For those of us who have questioned what has happened to public education in the data and metrics-driven “corporate reform” era, the film also is a painful reminder of how tragically far we have ventured from Mr. Rogers’ Neighborhood — so far away that we are now lost.

As the school year begins, Oregon’s Kindergarten Readiness Assessment is kicking into gear. This was mandated by 2012’s HB 4165 and is now in its fifth year. In the first weeks of kindergarten, young children, new to the big school experience, will be taken out of their classrooms and tested in literacy, math and for “social-emotional approaches to learning.” This data will be stored in the Oregon Department of Education’s Consolidated Collections: Big data about little people. The testing-sorting-tracking of these children will be underway. 

Additionally, local school districts will administer a series of standardized assessments throughout the school year. District 4J will use the easyCBM tests to monitor whether the children are on track to reach their third grade literacy goals. The “Bluebird,” “Robins” and “Sparrows” reading groups of the past are now on steroids.

Kindergarten testing is just the warm-up for what’s to come. At some local low-income (Title I) schools, the first graders are tested three times a year in both reading and math with district-mandated tests.
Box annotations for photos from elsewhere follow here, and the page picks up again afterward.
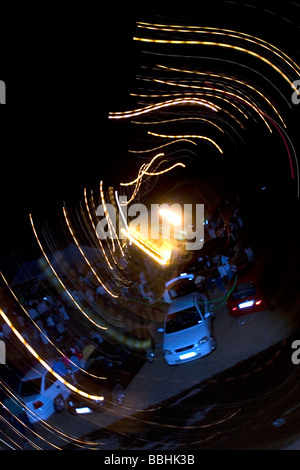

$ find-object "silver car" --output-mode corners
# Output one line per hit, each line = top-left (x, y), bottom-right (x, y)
(163, 292), (216, 365)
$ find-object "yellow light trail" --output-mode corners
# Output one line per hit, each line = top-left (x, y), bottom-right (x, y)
(63, 207), (118, 298)
(128, 139), (197, 153)
(84, 188), (114, 270)
(133, 37), (300, 94)
(29, 214), (107, 330)
(156, 64), (286, 127)
(121, 228), (171, 265)
(153, 79), (272, 132)
(131, 116), (224, 133)
(148, 131), (223, 153)
(108, 97), (218, 119)
(137, 22), (300, 87)
(120, 153), (185, 186)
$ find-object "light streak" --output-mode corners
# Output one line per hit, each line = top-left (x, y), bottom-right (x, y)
(131, 116), (224, 134)
(148, 131), (223, 153)
(84, 188), (114, 270)
(128, 139), (197, 153)
(29, 214), (107, 330)
(133, 37), (300, 94)
(120, 153), (185, 186)
(108, 98), (218, 119)
(121, 228), (171, 265)
(153, 79), (271, 131)
(156, 64), (286, 127)
(63, 207), (118, 298)
(0, 307), (104, 401)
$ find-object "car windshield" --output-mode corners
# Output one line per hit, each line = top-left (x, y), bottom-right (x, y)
(231, 281), (256, 300)
(19, 377), (42, 397)
(165, 306), (201, 334)
(169, 279), (195, 300)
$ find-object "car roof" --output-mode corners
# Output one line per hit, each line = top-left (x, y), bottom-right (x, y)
(165, 273), (195, 289)
(22, 363), (50, 382)
(168, 292), (207, 315)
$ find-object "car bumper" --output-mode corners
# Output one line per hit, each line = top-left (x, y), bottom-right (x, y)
(164, 336), (216, 366)
(228, 302), (269, 317)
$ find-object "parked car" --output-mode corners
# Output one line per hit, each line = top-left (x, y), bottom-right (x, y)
(12, 364), (74, 423)
(68, 337), (152, 415)
(163, 273), (195, 303)
(163, 292), (216, 365)
(227, 270), (271, 317)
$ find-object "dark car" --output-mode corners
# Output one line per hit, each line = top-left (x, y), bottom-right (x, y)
(227, 270), (271, 317)
(68, 330), (154, 414)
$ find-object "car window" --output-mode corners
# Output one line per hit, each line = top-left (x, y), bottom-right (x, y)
(165, 306), (202, 334)
(45, 372), (57, 390)
(19, 377), (42, 397)
(168, 279), (195, 300)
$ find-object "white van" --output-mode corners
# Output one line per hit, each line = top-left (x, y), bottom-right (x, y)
(17, 364), (73, 423)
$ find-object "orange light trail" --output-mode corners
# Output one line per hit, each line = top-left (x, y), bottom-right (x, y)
(108, 98), (218, 119)
(148, 131), (223, 153)
(0, 308), (104, 401)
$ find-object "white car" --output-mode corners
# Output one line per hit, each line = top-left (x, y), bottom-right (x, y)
(163, 273), (195, 303)
(17, 364), (73, 423)
(163, 292), (216, 365)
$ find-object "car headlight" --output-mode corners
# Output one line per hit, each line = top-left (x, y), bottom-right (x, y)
(163, 349), (172, 356)
(197, 336), (208, 345)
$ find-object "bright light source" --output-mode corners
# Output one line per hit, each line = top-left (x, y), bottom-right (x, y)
(76, 406), (92, 415)
(239, 300), (254, 308)
(159, 209), (181, 225)
(179, 352), (196, 360)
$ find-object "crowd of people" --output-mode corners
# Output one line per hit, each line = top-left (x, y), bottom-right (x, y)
(194, 199), (256, 294)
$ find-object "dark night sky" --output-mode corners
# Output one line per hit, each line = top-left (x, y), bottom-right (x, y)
(0, 1), (300, 274)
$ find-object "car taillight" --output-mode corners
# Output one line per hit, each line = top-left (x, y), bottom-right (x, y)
(33, 400), (44, 410)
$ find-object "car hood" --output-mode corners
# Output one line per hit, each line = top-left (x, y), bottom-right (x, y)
(163, 321), (210, 351)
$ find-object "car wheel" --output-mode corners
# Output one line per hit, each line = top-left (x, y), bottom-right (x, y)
(54, 395), (65, 413)
(112, 384), (125, 405)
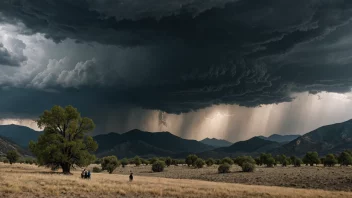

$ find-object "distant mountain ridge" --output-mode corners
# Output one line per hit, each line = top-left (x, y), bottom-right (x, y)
(276, 120), (352, 156)
(200, 138), (233, 148)
(0, 137), (30, 156)
(0, 124), (42, 148)
(93, 129), (214, 158)
(199, 137), (282, 158)
(257, 134), (301, 143)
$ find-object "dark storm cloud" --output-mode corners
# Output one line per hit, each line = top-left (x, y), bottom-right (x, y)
(0, 0), (352, 113)
(0, 43), (23, 66)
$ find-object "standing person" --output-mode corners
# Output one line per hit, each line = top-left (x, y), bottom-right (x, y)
(81, 169), (86, 179)
(84, 170), (88, 179)
(130, 171), (133, 182)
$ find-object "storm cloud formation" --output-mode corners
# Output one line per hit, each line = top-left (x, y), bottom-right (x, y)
(0, 0), (352, 137)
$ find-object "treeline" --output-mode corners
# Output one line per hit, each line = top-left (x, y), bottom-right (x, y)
(93, 151), (352, 173)
(0, 150), (38, 165)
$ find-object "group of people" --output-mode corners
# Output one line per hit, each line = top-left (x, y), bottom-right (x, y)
(81, 169), (133, 181)
(81, 169), (90, 179)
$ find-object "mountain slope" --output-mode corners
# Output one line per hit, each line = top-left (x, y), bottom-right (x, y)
(198, 137), (282, 158)
(0, 137), (30, 156)
(94, 129), (213, 158)
(277, 120), (352, 156)
(258, 134), (301, 142)
(200, 138), (232, 148)
(0, 125), (42, 148)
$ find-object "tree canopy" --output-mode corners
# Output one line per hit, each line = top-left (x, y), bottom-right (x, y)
(29, 106), (98, 173)
(6, 150), (20, 164)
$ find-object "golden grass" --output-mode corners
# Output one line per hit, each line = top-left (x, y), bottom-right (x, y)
(0, 163), (352, 198)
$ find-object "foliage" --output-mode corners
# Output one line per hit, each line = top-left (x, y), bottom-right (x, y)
(259, 153), (276, 167)
(93, 166), (102, 173)
(275, 155), (290, 166)
(141, 159), (149, 166)
(133, 156), (142, 166)
(265, 157), (276, 167)
(338, 151), (352, 166)
(221, 157), (233, 165)
(121, 158), (128, 168)
(165, 157), (172, 166)
(205, 158), (215, 166)
(303, 152), (320, 166)
(293, 157), (303, 167)
(254, 157), (263, 166)
(6, 150), (20, 164)
(241, 162), (255, 172)
(185, 154), (198, 166)
(152, 160), (165, 172)
(101, 155), (120, 174)
(149, 157), (159, 164)
(235, 156), (255, 166)
(215, 159), (221, 165)
(29, 106), (98, 173)
(195, 158), (205, 168)
(94, 158), (101, 164)
(218, 163), (231, 173)
(323, 154), (337, 167)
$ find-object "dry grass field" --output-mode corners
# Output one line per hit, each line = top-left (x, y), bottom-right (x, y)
(0, 163), (352, 198)
(108, 165), (352, 192)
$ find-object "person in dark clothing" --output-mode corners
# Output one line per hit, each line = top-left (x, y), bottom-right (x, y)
(84, 171), (88, 179)
(81, 169), (86, 179)
(130, 172), (133, 181)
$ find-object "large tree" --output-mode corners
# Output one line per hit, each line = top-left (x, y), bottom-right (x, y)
(29, 106), (98, 174)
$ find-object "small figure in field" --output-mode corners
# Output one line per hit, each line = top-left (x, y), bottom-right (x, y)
(130, 172), (133, 182)
(81, 169), (86, 179)
(84, 171), (88, 179)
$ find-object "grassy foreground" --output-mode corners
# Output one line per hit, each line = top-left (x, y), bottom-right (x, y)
(0, 163), (352, 198)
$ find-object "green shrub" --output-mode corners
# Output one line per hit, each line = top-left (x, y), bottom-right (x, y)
(133, 156), (142, 166)
(338, 151), (352, 166)
(241, 162), (255, 172)
(185, 154), (198, 166)
(303, 152), (320, 166)
(265, 157), (276, 167)
(121, 158), (128, 168)
(293, 157), (303, 167)
(165, 157), (172, 167)
(6, 150), (20, 164)
(205, 158), (215, 166)
(195, 158), (205, 168)
(149, 157), (159, 164)
(101, 156), (120, 174)
(141, 159), (149, 166)
(218, 163), (231, 173)
(93, 167), (102, 173)
(235, 156), (255, 166)
(221, 157), (233, 165)
(323, 154), (337, 167)
(254, 157), (262, 166)
(152, 160), (165, 172)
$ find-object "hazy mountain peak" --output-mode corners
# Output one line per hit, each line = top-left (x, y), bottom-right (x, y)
(200, 138), (232, 147)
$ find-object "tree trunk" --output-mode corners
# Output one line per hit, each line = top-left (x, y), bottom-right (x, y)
(61, 163), (71, 174)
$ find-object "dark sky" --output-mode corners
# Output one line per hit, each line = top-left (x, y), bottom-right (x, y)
(0, 0), (352, 140)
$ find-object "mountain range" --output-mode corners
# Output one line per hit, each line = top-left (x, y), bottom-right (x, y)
(94, 129), (214, 158)
(257, 134), (301, 143)
(200, 138), (233, 148)
(0, 120), (352, 158)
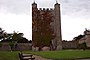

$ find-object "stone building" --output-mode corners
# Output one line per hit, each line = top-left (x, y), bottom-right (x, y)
(79, 29), (90, 47)
(32, 2), (62, 50)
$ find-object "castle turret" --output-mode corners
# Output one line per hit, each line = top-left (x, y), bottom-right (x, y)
(54, 2), (62, 50)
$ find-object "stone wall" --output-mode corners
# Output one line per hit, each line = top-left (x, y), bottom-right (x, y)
(62, 41), (78, 49)
(0, 43), (32, 51)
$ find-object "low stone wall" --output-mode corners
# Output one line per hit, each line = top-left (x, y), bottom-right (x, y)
(0, 43), (32, 51)
(62, 41), (78, 49)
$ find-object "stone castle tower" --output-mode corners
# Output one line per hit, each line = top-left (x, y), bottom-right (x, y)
(32, 2), (62, 50)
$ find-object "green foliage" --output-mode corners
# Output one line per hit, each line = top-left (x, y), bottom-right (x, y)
(0, 42), (2, 47)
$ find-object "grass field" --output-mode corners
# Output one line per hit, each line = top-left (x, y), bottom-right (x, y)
(0, 50), (90, 60)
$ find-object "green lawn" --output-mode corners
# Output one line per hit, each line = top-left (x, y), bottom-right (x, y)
(0, 50), (90, 60)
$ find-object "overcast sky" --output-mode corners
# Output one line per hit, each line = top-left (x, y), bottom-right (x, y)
(0, 0), (90, 40)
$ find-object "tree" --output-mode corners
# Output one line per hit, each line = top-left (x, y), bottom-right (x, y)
(78, 42), (87, 50)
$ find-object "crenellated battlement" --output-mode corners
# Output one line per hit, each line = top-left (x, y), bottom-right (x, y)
(38, 8), (54, 11)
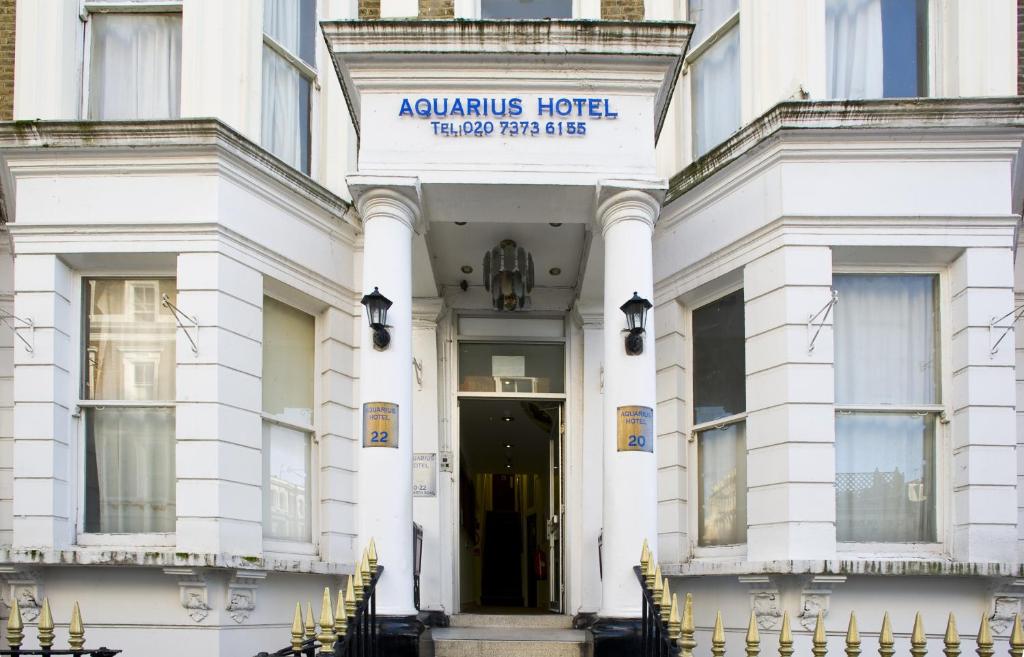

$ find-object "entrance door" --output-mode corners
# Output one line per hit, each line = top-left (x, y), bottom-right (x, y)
(548, 404), (565, 614)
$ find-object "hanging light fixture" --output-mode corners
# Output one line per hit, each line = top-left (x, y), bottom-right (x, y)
(483, 239), (534, 310)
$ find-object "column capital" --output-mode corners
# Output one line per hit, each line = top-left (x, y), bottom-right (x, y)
(345, 175), (423, 232)
(595, 180), (668, 233)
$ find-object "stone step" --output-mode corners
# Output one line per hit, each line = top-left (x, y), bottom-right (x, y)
(451, 614), (572, 629)
(432, 627), (589, 657)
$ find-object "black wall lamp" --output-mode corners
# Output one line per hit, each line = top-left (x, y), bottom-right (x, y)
(360, 288), (391, 351)
(620, 292), (652, 356)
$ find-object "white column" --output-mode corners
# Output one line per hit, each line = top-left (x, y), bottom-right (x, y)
(597, 188), (660, 618)
(349, 183), (419, 616)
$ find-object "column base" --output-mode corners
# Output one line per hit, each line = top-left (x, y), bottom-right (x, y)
(377, 616), (423, 657)
(590, 617), (641, 657)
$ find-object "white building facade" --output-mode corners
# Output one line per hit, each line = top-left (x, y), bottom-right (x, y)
(0, 0), (1024, 655)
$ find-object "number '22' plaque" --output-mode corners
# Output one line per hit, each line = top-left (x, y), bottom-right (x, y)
(615, 406), (654, 452)
(362, 401), (398, 447)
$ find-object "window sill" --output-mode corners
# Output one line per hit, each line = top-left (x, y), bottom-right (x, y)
(662, 555), (1011, 577)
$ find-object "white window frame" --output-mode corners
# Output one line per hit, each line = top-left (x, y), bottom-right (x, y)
(258, 0), (326, 176)
(833, 265), (953, 560)
(79, 0), (184, 121)
(68, 269), (177, 549)
(683, 278), (751, 561)
(684, 0), (744, 159)
(260, 288), (325, 558)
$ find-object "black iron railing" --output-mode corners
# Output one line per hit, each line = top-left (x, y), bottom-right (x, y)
(633, 566), (679, 657)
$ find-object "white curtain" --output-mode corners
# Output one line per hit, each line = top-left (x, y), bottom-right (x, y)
(825, 0), (883, 98)
(833, 274), (938, 405)
(692, 28), (739, 157)
(833, 274), (938, 542)
(697, 422), (746, 545)
(686, 0), (739, 46)
(88, 13), (181, 120)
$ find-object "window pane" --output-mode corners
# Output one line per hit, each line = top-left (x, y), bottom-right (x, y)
(833, 274), (939, 405)
(262, 45), (309, 173)
(263, 297), (315, 425)
(85, 407), (175, 533)
(690, 28), (739, 158)
(263, 422), (310, 540)
(480, 0), (572, 18)
(83, 278), (176, 401)
(459, 342), (565, 393)
(88, 13), (181, 120)
(686, 0), (739, 45)
(836, 413), (936, 542)
(263, 0), (316, 65)
(697, 422), (746, 545)
(825, 0), (928, 98)
(693, 290), (746, 424)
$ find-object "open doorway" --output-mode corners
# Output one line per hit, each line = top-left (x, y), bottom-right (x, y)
(459, 399), (563, 613)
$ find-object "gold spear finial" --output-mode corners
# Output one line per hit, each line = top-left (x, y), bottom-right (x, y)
(305, 601), (316, 640)
(68, 600), (85, 650)
(910, 611), (928, 657)
(39, 598), (53, 650)
(942, 612), (959, 657)
(292, 603), (302, 652)
(7, 597), (25, 650)
(778, 611), (793, 657)
(975, 611), (995, 657)
(316, 586), (335, 652)
(1010, 614), (1024, 657)
(879, 611), (896, 657)
(676, 594), (697, 657)
(811, 609), (828, 657)
(367, 536), (377, 573)
(846, 611), (860, 657)
(746, 609), (761, 657)
(334, 588), (348, 641)
(345, 575), (355, 618)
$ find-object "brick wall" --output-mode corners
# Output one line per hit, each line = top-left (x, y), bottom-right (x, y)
(601, 0), (638, 20)
(356, 0), (381, 20)
(420, 0), (452, 18)
(0, 0), (15, 121)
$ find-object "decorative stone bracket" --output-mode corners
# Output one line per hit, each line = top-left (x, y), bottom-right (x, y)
(0, 566), (43, 622)
(799, 575), (846, 631)
(739, 575), (782, 629)
(224, 570), (266, 623)
(164, 568), (211, 623)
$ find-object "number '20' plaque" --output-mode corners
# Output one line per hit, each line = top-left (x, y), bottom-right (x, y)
(615, 406), (654, 452)
(362, 401), (398, 447)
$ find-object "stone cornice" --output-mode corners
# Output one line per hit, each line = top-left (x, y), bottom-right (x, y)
(665, 96), (1024, 205)
(0, 119), (359, 229)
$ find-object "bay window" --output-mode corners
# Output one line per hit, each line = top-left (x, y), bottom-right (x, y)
(833, 274), (942, 542)
(263, 297), (315, 541)
(825, 0), (928, 99)
(80, 278), (175, 533)
(86, 11), (181, 121)
(687, 0), (740, 158)
(261, 0), (316, 173)
(691, 290), (746, 545)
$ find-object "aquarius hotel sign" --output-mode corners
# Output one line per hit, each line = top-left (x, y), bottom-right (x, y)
(398, 96), (618, 138)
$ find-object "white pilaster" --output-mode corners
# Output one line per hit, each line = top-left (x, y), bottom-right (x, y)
(597, 183), (660, 618)
(175, 253), (263, 556)
(13, 255), (74, 550)
(348, 176), (420, 616)
(743, 247), (842, 561)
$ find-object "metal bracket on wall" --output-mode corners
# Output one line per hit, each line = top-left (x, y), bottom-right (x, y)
(160, 294), (199, 356)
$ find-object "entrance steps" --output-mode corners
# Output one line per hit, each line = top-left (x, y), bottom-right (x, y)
(432, 614), (592, 657)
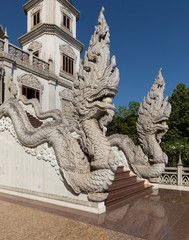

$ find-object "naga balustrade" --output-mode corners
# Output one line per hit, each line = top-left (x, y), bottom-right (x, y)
(0, 39), (5, 52)
(160, 156), (189, 187)
(0, 38), (50, 71)
(8, 43), (29, 63)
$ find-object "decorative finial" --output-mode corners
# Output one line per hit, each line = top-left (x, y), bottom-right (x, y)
(177, 153), (183, 166)
(4, 28), (9, 38)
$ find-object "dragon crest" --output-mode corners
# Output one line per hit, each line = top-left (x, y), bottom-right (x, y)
(0, 8), (119, 201)
(109, 69), (171, 182)
(74, 8), (119, 134)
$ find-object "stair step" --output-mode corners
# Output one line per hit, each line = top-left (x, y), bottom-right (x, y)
(114, 170), (130, 180)
(108, 180), (144, 195)
(108, 176), (137, 191)
(116, 166), (125, 173)
(107, 181), (144, 203)
(106, 186), (152, 210)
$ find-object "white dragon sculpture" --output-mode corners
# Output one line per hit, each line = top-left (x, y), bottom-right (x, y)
(108, 69), (171, 182)
(0, 8), (119, 201)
The “low” readers are taken from the class for remediation every day, the “somewhat low” readers are tested (“progress monitored”) every two weeks and ranked accordingly. Their teacher must attend a monthly data team meeting — during the school day — to go over the latest testing data with the administrator, counselor, Title I Coordinator, subject area leader and testing coordinator. 

Where is Mr. Rogers’ neighborhood in all of this incessant data collection? Where is the time for learning for the pure joy of learning? What are the students, especially the “low readers” experiencing? For that matter, what are their teachers experiencing?

Learning to read is of tremendous importance, no doubt. But, remember, children are people. They learn at different rates, just like big people do. Children should not be labeled through “scientific” testing because they learn to read at their own pace. 

Teaching children the subsets of reading skills is the hard work of reading education. It’s a complex, highly professional skill. But teaching children to love to read is of paramount importance. Yes, teach reading. But teach the love, the joy and the magic of reading above all else. 

Most of our schools no longer have librarians, but they all have testing coordinators. That would break Mr. Rogers’ heart.

Aside from the corporations who make fortunes in the testing industry, most early education data-based “experts” are certainly sincere. They want children to be able to read by third grade so that they will be successful in school and in life. But many of them have lost their way. They have lost sight of Mr. Rogers’ wise insights: That the thoughts and feelings of children are real. They matter. They deserve to be acknowledged and to be taken seriously. 

The children in our neighborhood deserve to have their first year of public school filled with joyful learning. They and their teachers must be defended from the current over-testing insanity.

Colleen Hunter is a retired Springfield School District elementary school teacher. Roscoe Caron is a retired Eugene School District middle school teacher. They are members of the Community Alliance for Public Education, which works “to defend public education from the damaging practices of ‘reformers’ and corporate interests.” CAPE meets the first, third and fourth Wednesdays at Perugino; oregoncape.org.